Wednesday, January 30, 2013

How long should the wort stay in the fermentor?

      Especially when it's your first few brews, you will get anxious and at times bottling your beer before it is the right time. That simple mistake can ruin your brew, and it is actually an easy fix. Determining when it is the right time should not be a nightmare, all you need is some help from your hydrometer!
   
      Lets start by explaining what a hydrometer is; It's a tool made out of glass, with some mercury or led on the bottom that helps it float when you drop it in your brew that is in a test tube to test gravity, sugar levels, and have a good prediction on alcohol content that you will end up with. It is IMPORTANT to note that there are different types of hydrometers out there, the one you must use is designed for beer and wine.
           Above is my hydrometer, that I purchased from the local Home Brew Shop in Chico, Ca. It came with a set of instructions that are very straight forward. A little online research and a couple of videos and you will be able to take readings in no time! (Soon I will blog about the steps to take a hydrometer reading)

      By now you are asking yourself why is the hydrometer your best friend when it comes to figuring out if it is time to bottle. Different beers and yeast have different time frames as far as fermentation, once you notice that there is almost no activity in the airlock, start taking readings every 24 hours. After about 2 to 3 readings that are all the same you know that there is no more activity going on (at least not that will make a difference in your fermentor). Now you know it is time to bottle, and safe enough where the yeast activity will not be enough to create too much pressure and bust your bottles, or leave some odd tastes in the brew that you do not want.

For info on bottling check out the blog before this!!!

Saturday, January 26, 2013

Bottling!

I got to bottle my pale ale last night! Bottling is very exciting, because it is just one step closer to drink your brew! Unfortunately now I am very anxious yet I cannot touch my bottled beer for a few weeks, while it is conditioning.

I made this process easier by following my pre bottling checklist (look at previous blog), but just to be safe I sanitized the bottles again. My brew was in a carboy, bottling out of that can be tricky at first but it is actually very very easy, all you really need is a siphoning tube, with the pressure in the carboy and gravity both being used to my advantage; the process took roughly 30 minutes. My girlfriend helped me cap, which also helped my time. (I am going to make a video soon, because it is the easiest way to show peeps how to bottle)
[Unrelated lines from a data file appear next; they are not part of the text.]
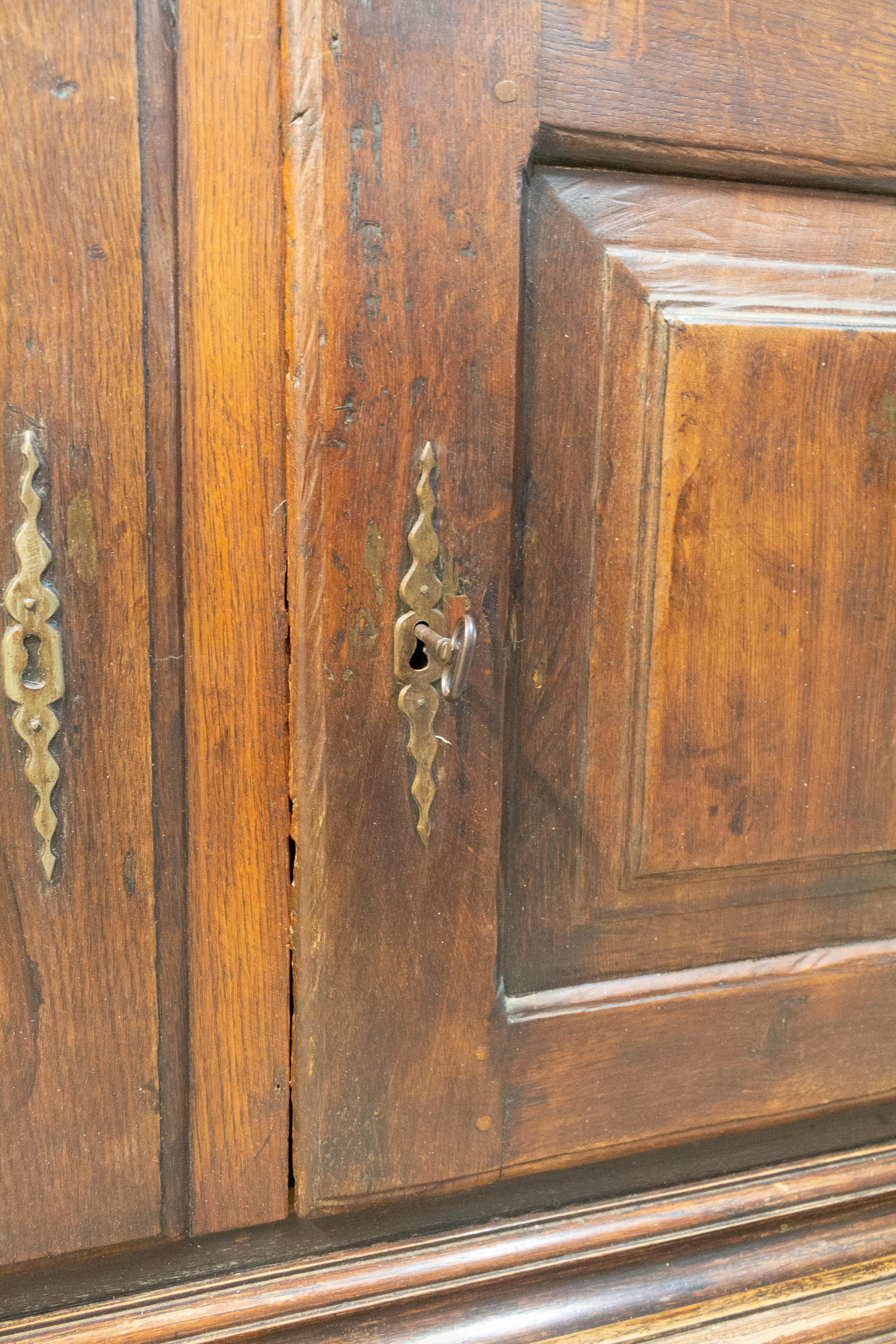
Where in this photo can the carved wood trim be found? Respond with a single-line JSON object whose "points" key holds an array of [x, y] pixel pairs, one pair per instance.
{"points": [[706, 1238]]}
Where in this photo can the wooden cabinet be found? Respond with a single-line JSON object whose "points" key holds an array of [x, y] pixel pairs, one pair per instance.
{"points": [[574, 320]]}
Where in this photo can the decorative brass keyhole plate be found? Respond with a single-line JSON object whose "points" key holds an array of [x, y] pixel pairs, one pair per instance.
{"points": [[33, 674], [421, 591]]}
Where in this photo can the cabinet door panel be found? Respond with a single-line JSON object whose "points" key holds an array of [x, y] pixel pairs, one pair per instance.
{"points": [[79, 1073], [703, 773], [704, 718]]}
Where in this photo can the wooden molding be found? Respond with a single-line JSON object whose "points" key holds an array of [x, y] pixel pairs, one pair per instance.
{"points": [[596, 150], [545, 1276]]}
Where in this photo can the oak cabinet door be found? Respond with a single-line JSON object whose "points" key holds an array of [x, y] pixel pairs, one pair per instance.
{"points": [[699, 927], [144, 850], [636, 888]]}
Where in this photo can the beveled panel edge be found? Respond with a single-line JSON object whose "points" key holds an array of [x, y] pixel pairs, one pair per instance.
{"points": [[324, 1288], [565, 147], [671, 984]]}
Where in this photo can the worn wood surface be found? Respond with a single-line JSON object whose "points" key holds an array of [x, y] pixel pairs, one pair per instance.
{"points": [[663, 736], [156, 52], [232, 303], [404, 330], [651, 1060], [79, 1076], [770, 713], [523, 1279], [773, 92]]}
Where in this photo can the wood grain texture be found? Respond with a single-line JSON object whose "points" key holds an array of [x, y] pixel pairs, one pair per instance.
{"points": [[622, 273], [79, 1074], [832, 1308], [773, 541], [404, 330], [158, 65], [647, 1061], [528, 1277], [232, 275], [769, 90]]}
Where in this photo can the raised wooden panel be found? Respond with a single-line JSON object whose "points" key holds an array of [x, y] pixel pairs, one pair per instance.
{"points": [[704, 724], [762, 90], [772, 713], [79, 1014]]}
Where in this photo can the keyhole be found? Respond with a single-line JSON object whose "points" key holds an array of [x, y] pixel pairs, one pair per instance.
{"points": [[33, 677], [420, 659]]}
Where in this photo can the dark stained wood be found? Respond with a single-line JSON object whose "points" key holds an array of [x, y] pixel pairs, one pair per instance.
{"points": [[772, 716], [773, 92], [651, 708], [687, 1249], [79, 1076], [652, 1060], [158, 45], [232, 303], [405, 285]]}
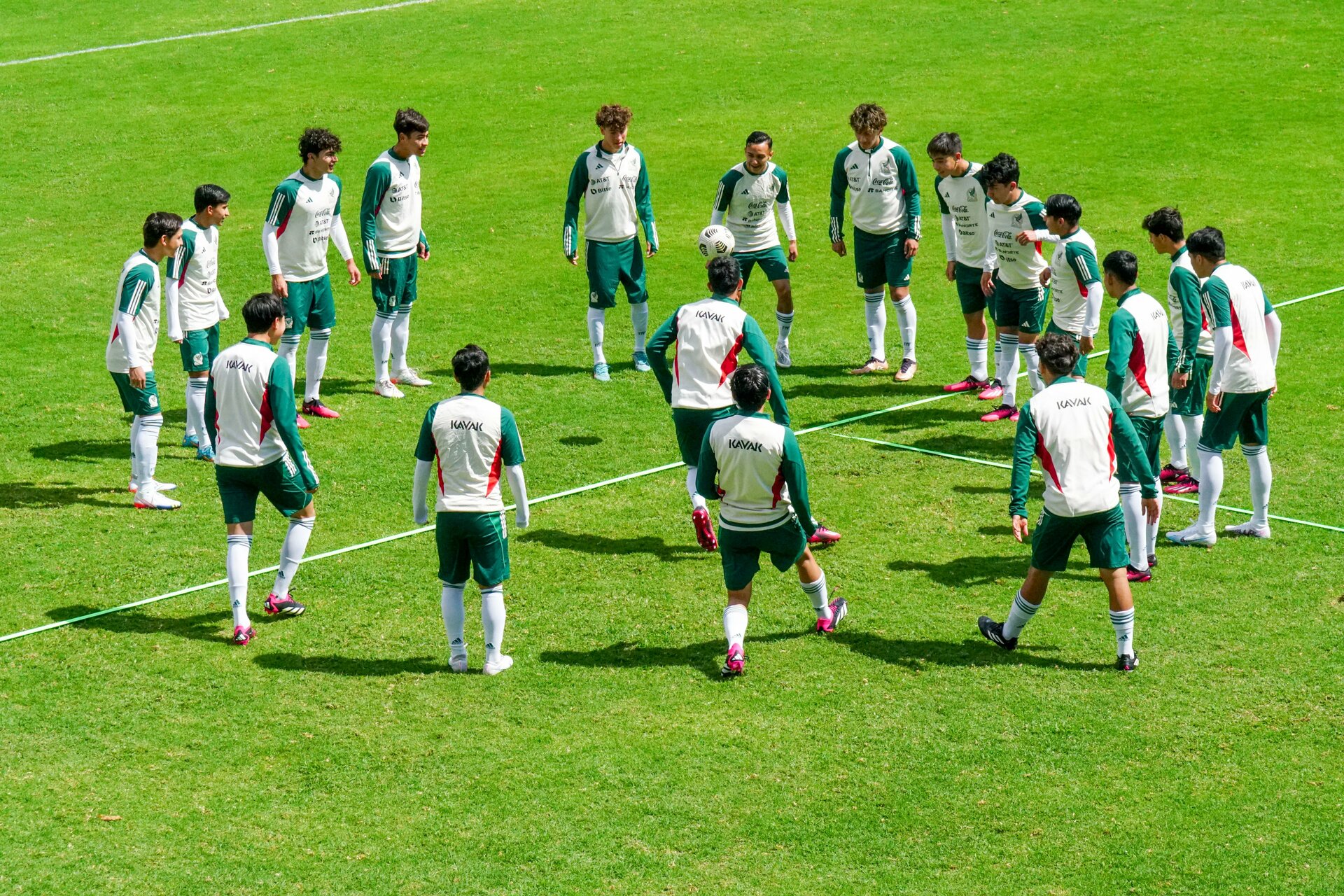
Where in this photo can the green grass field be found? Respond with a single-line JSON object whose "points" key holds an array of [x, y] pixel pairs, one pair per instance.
{"points": [[905, 755]]}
I had a little problem: 5 gallons of beer and only 30 beer bottles. After bottling as you can imagine, I had some beer left over. It is not easy to dump beer, that I spent a great deal of time making. My fix was to use a 2 liter coke bottle, after some research although not recommended it does the job.... And I am using it as my guide for how carbonation is going. I will let you know how it worked out in a couple of weeks.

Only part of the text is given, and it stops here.